No output streaming mode when building model with custom vocabulary

Please provide the following information when requesting support.

Hardware - GPU (A100/A30/T4/V100) : Geforce 3080 RTX
Hardware - CPU : Intel i9
Operating System : WSL 2
Riva Version : 2.11.0
TLT Version (if relevant)
How to reproduce the issue ? (This is for errors. Please share the command and the detailed log here)

I tried to add a custom vocabulary to transcribe audio in streaming mode but It seems that the model is not built correctly, I don’t have any output after transcription.

The model used is a citrinet_1024 in English.
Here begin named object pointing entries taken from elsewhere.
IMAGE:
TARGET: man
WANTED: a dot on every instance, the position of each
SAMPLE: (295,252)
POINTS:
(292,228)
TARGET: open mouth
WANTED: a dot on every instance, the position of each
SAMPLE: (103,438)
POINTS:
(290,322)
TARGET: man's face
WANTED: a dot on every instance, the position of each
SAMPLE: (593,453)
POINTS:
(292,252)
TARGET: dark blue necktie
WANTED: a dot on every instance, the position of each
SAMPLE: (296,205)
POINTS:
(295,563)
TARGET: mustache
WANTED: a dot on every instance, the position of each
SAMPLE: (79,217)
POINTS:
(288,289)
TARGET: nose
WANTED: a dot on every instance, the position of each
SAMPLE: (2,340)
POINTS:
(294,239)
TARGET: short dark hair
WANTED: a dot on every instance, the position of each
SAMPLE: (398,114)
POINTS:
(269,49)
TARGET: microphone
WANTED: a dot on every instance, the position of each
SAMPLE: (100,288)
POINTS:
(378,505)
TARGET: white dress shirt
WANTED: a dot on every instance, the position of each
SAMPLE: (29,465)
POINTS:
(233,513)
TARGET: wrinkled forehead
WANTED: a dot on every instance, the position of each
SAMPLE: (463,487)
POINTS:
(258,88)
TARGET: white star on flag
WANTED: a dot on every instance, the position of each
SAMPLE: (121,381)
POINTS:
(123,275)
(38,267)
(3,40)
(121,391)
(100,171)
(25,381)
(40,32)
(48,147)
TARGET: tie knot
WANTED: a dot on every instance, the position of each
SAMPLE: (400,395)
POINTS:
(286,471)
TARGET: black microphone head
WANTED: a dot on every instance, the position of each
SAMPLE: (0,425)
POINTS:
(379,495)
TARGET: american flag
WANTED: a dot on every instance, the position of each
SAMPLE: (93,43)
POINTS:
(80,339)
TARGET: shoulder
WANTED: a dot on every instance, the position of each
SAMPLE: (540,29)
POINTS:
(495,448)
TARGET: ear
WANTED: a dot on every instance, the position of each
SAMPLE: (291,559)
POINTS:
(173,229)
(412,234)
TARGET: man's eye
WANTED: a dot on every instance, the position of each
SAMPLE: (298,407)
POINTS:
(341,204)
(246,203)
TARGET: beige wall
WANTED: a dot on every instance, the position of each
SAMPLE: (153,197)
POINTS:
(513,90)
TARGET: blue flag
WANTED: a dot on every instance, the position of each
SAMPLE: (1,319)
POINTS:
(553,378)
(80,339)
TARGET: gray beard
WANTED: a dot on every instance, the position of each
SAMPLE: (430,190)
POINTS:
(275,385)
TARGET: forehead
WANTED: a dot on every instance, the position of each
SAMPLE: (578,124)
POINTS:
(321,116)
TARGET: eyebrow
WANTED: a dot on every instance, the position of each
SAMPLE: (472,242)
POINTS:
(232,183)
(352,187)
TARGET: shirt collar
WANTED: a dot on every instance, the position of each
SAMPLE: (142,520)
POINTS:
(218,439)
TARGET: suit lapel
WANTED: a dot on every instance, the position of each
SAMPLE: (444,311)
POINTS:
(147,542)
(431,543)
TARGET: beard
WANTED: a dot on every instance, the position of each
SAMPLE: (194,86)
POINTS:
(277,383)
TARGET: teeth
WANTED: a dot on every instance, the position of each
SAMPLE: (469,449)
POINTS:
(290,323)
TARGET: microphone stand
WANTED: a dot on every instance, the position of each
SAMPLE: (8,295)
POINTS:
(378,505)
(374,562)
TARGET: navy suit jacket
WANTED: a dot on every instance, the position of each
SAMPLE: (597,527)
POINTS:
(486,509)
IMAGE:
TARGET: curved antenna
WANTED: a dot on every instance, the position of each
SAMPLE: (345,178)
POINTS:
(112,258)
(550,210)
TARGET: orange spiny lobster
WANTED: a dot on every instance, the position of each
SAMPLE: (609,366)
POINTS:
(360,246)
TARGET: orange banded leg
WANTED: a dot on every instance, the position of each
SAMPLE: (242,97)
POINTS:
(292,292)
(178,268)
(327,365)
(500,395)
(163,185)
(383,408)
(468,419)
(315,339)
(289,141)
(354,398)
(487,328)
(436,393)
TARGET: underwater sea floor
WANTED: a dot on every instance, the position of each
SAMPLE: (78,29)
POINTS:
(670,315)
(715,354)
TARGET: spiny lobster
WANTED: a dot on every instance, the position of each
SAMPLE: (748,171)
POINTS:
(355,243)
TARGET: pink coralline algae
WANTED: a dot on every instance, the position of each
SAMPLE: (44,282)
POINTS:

I also tried with the citrinet_512 and conformer.
The offline model seems to run perfectly.

Here is the command I used to build the model :

riva-build speech_recognition stt_en_citrinet_1024_VOC_stream_v2.rmir stt_en_citrinet_1024.riva --streaming=True --name=citrinet_1024_ADDED_VOC_stream_v2 --decoder_type=flashlight --decoding_language_model_binary=speechtotext_en_us_LM/mixed-lower.binary --decoding_vocab=vocab_lm.txt  --language=en-US --nn.use_trt_fp32 -f

Language model used : Riva ASR English LM, version = deployable_v4.1
The vocabulary file “vocab_lm.txt” contains a list of words, one word = one line.
I also tried without the “nn.use_trt_fp32” flag.

config.sh (12.7 KB)

Hi @mel.adl

Thanks for your interest in Riva

Apologies for the delay

Can you kindly share the custom vocabulary used with us for reproduction

Thanks

Hi @rvinobha
Here is the custom vocabulary
vocab_lm.txt (213 Bytes)

Hello,

I’m still facing the issue when I try to build with decoder_type=flashlight
Are they any updates ?

Thank you